NON-HORMONAL THERAPIES

The following may help: hypnosis, cognitive behavioral therapy, herbs, prescription anti-depressants, and analgesics for neuropathic pain such as gabapentin. These may be helpful and they may be enough for her needs.  However, in some cases, they’re not.

HORMONE REPLACEMENT THERAPY

Hormone Therapy (HT) (or Menopausal Hormone Therapy) has the greatest efficacy. There are contraindications if a woman has risk factors for heart attack, stroke, blood clots, or estrogen-sensitive cancers (uterus or breast). However, absent these risk factors, if a patient is less than 60 years old and less than 10 years since menopause, HT is generally considered safe for at least 3 to 5 years and in some cases, for longer durations.

ADDITIONAL RESOURCES

The Endocrine Society has a 2015 publication which covers the most current research on treating menopausal symptoms. (Full-disclosure, I chaired the effort.) Look for The Treatment of Symptoms of the Menopause: an Endocrine Society Clinical Practice Guideline. It’s available at https://academic.oup.com/jcem/article-lookup/doi/10.1210/jc.2015-2236.

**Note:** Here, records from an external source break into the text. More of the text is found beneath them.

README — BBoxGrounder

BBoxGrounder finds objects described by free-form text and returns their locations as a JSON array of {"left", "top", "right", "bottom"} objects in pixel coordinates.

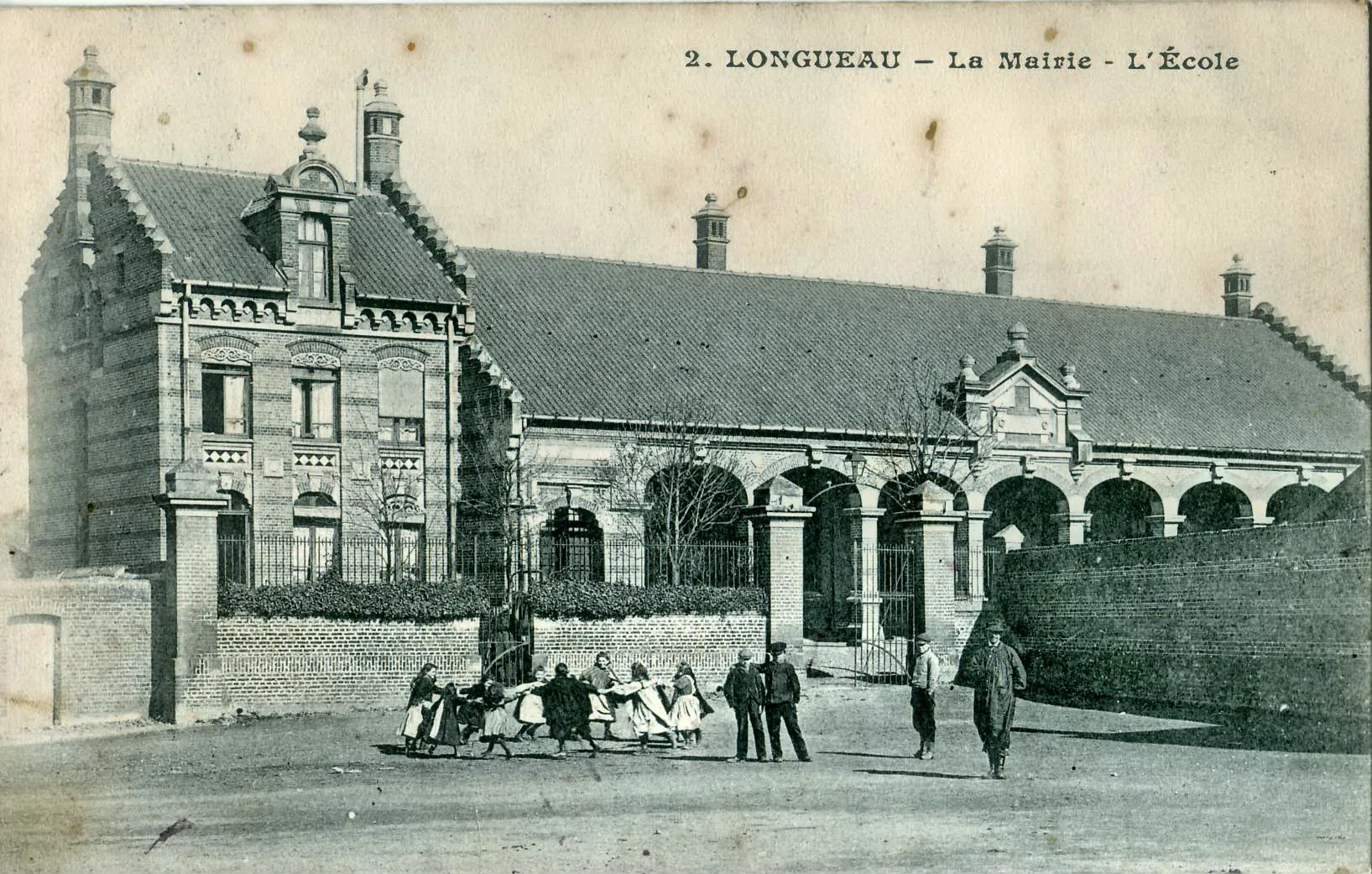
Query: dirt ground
[{"left": 0, "top": 681, "right": 1372, "bottom": 874}]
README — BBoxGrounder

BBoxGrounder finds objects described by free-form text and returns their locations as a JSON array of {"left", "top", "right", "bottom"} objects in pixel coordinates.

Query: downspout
[
  {"left": 181, "top": 283, "right": 190, "bottom": 463},
  {"left": 443, "top": 314, "right": 461, "bottom": 579}
]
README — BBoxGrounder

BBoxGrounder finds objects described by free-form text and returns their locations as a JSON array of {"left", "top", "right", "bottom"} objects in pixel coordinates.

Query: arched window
[
  {"left": 296, "top": 214, "right": 329, "bottom": 301},
  {"left": 291, "top": 491, "right": 340, "bottom": 584},
  {"left": 216, "top": 491, "right": 253, "bottom": 584}
]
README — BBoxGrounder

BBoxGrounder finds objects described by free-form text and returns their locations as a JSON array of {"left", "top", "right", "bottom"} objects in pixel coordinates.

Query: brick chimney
[
  {"left": 1220, "top": 255, "right": 1253, "bottom": 318},
  {"left": 981, "top": 227, "right": 1015, "bottom": 296},
  {"left": 363, "top": 80, "right": 404, "bottom": 191},
  {"left": 67, "top": 45, "right": 114, "bottom": 238},
  {"left": 691, "top": 195, "right": 728, "bottom": 270}
]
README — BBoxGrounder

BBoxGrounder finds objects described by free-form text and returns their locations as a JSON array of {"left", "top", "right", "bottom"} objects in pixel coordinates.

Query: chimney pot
[
  {"left": 691, "top": 193, "right": 728, "bottom": 270},
  {"left": 981, "top": 225, "right": 1015, "bottom": 296}
]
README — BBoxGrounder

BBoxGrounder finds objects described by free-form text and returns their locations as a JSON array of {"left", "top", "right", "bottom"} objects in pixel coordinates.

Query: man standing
[
  {"left": 763, "top": 641, "right": 810, "bottom": 761},
  {"left": 968, "top": 619, "right": 1029, "bottom": 779},
  {"left": 724, "top": 649, "right": 767, "bottom": 761},
  {"left": 910, "top": 632, "right": 938, "bottom": 759}
]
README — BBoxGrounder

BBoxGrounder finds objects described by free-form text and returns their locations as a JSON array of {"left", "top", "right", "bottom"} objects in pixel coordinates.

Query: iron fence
[{"left": 218, "top": 528, "right": 450, "bottom": 586}]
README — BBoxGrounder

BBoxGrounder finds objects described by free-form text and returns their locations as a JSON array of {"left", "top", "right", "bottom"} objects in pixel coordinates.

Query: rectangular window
[
  {"left": 376, "top": 359, "right": 424, "bottom": 443},
  {"left": 296, "top": 216, "right": 329, "bottom": 301},
  {"left": 291, "top": 519, "right": 339, "bottom": 584},
  {"left": 201, "top": 366, "right": 253, "bottom": 437},
  {"left": 291, "top": 369, "right": 339, "bottom": 441}
]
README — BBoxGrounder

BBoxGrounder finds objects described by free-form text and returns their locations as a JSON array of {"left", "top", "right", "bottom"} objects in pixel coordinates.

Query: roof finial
[{"left": 299, "top": 106, "right": 329, "bottom": 160}]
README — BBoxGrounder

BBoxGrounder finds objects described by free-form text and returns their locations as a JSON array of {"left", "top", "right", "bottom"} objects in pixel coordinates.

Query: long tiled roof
[
  {"left": 109, "top": 160, "right": 1369, "bottom": 453},
  {"left": 119, "top": 160, "right": 461, "bottom": 302},
  {"left": 464, "top": 249, "right": 1369, "bottom": 452}
]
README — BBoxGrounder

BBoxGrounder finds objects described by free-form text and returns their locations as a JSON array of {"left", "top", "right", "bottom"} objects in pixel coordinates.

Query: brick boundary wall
[
  {"left": 534, "top": 613, "right": 767, "bottom": 690},
  {"left": 0, "top": 572, "right": 152, "bottom": 725},
  {"left": 994, "top": 521, "right": 1372, "bottom": 719},
  {"left": 188, "top": 616, "right": 482, "bottom": 714}
]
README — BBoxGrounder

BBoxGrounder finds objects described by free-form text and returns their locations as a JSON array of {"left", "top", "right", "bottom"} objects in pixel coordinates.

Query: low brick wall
[
  {"left": 534, "top": 613, "right": 767, "bottom": 688},
  {"left": 188, "top": 616, "right": 482, "bottom": 714},
  {"left": 0, "top": 569, "right": 152, "bottom": 725},
  {"left": 994, "top": 521, "right": 1372, "bottom": 719}
]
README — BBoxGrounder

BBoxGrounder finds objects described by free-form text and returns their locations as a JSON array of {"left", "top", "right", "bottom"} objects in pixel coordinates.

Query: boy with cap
[
  {"left": 723, "top": 649, "right": 767, "bottom": 761},
  {"left": 763, "top": 641, "right": 810, "bottom": 761},
  {"left": 910, "top": 631, "right": 938, "bottom": 759}
]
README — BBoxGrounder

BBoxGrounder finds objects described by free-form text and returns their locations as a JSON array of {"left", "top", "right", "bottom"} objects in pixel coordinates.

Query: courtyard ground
[{"left": 0, "top": 681, "right": 1372, "bottom": 874}]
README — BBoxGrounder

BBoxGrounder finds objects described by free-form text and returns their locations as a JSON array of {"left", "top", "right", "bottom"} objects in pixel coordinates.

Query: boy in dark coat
[
  {"left": 763, "top": 641, "right": 810, "bottom": 761},
  {"left": 968, "top": 619, "right": 1029, "bottom": 779},
  {"left": 723, "top": 649, "right": 767, "bottom": 761},
  {"left": 529, "top": 664, "right": 598, "bottom": 759}
]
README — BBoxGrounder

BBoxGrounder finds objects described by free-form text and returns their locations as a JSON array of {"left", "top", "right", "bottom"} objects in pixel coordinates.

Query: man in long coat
[{"left": 968, "top": 620, "right": 1029, "bottom": 779}]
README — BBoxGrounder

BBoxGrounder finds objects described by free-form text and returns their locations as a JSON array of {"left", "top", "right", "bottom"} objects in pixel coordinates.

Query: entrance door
[{"left": 4, "top": 616, "right": 58, "bottom": 727}]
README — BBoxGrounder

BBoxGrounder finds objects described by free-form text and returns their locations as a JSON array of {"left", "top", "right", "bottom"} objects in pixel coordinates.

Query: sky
[{"left": 0, "top": 2, "right": 1372, "bottom": 510}]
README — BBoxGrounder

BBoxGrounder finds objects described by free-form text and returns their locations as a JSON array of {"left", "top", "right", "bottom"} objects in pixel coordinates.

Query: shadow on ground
[{"left": 1014, "top": 699, "right": 1372, "bottom": 755}]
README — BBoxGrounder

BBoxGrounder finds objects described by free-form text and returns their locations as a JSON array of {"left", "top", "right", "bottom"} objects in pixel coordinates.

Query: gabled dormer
[
  {"left": 240, "top": 107, "right": 357, "bottom": 324},
  {"left": 957, "top": 322, "right": 1092, "bottom": 463}
]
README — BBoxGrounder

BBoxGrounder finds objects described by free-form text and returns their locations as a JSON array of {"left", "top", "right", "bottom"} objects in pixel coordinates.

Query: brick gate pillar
[
  {"left": 151, "top": 461, "right": 227, "bottom": 722},
  {"left": 897, "top": 482, "right": 963, "bottom": 653},
  {"left": 844, "top": 506, "right": 886, "bottom": 642},
  {"left": 748, "top": 476, "right": 815, "bottom": 660}
]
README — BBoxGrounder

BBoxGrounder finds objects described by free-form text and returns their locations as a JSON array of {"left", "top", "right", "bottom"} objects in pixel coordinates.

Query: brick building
[{"left": 23, "top": 50, "right": 1369, "bottom": 675}]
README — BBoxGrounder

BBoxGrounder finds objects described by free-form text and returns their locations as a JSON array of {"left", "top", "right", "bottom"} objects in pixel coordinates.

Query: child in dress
[
  {"left": 462, "top": 679, "right": 516, "bottom": 760},
  {"left": 609, "top": 662, "right": 676, "bottom": 753},
  {"left": 509, "top": 664, "right": 547, "bottom": 741},
  {"left": 671, "top": 662, "right": 711, "bottom": 746},
  {"left": 532, "top": 664, "right": 597, "bottom": 759}
]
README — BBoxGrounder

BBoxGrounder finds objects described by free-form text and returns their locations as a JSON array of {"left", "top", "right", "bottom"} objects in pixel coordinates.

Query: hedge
[
  {"left": 220, "top": 575, "right": 491, "bottom": 621},
  {"left": 528, "top": 580, "right": 767, "bottom": 619}
]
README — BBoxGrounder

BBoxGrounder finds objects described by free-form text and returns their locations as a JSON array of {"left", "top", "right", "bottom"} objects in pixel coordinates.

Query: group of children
[{"left": 399, "top": 652, "right": 712, "bottom": 759}]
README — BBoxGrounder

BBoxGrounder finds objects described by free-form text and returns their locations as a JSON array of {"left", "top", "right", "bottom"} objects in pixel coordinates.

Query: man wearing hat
[
  {"left": 723, "top": 649, "right": 767, "bottom": 761},
  {"left": 910, "top": 632, "right": 938, "bottom": 759},
  {"left": 968, "top": 619, "right": 1029, "bottom": 779},
  {"left": 763, "top": 641, "right": 810, "bottom": 761}
]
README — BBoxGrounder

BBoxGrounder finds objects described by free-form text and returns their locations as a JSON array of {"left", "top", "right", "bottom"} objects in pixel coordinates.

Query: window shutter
[{"left": 378, "top": 366, "right": 424, "bottom": 418}]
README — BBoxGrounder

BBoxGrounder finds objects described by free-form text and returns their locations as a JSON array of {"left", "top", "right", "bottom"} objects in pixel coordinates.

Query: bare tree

MenoPro is a free app created by The North American Menopause Society. Look for it in the Apple App Store and Android apps on Google Play. It was updated in 2016 and it’s designed to help clinicians and patients work together to personalize treatment decisions based on the patient’s personal preferences, such as whether they prefer hormonal or non-hormonal treatment, and their individual risk factor profile.

MENOPAUSE IS A GOOD TIME TO ASSESS ALL HEALTH ISSUES

Menopause is the portal to the second half of a woman’s life. It’s an opportunity to address bone health, smoking cessation, alcohol use, cardiovascular risk assessment and management, and cancer screening and prevention. These are important in themselves, but any of them may influence which therapy you use for treating menopausal symptoms.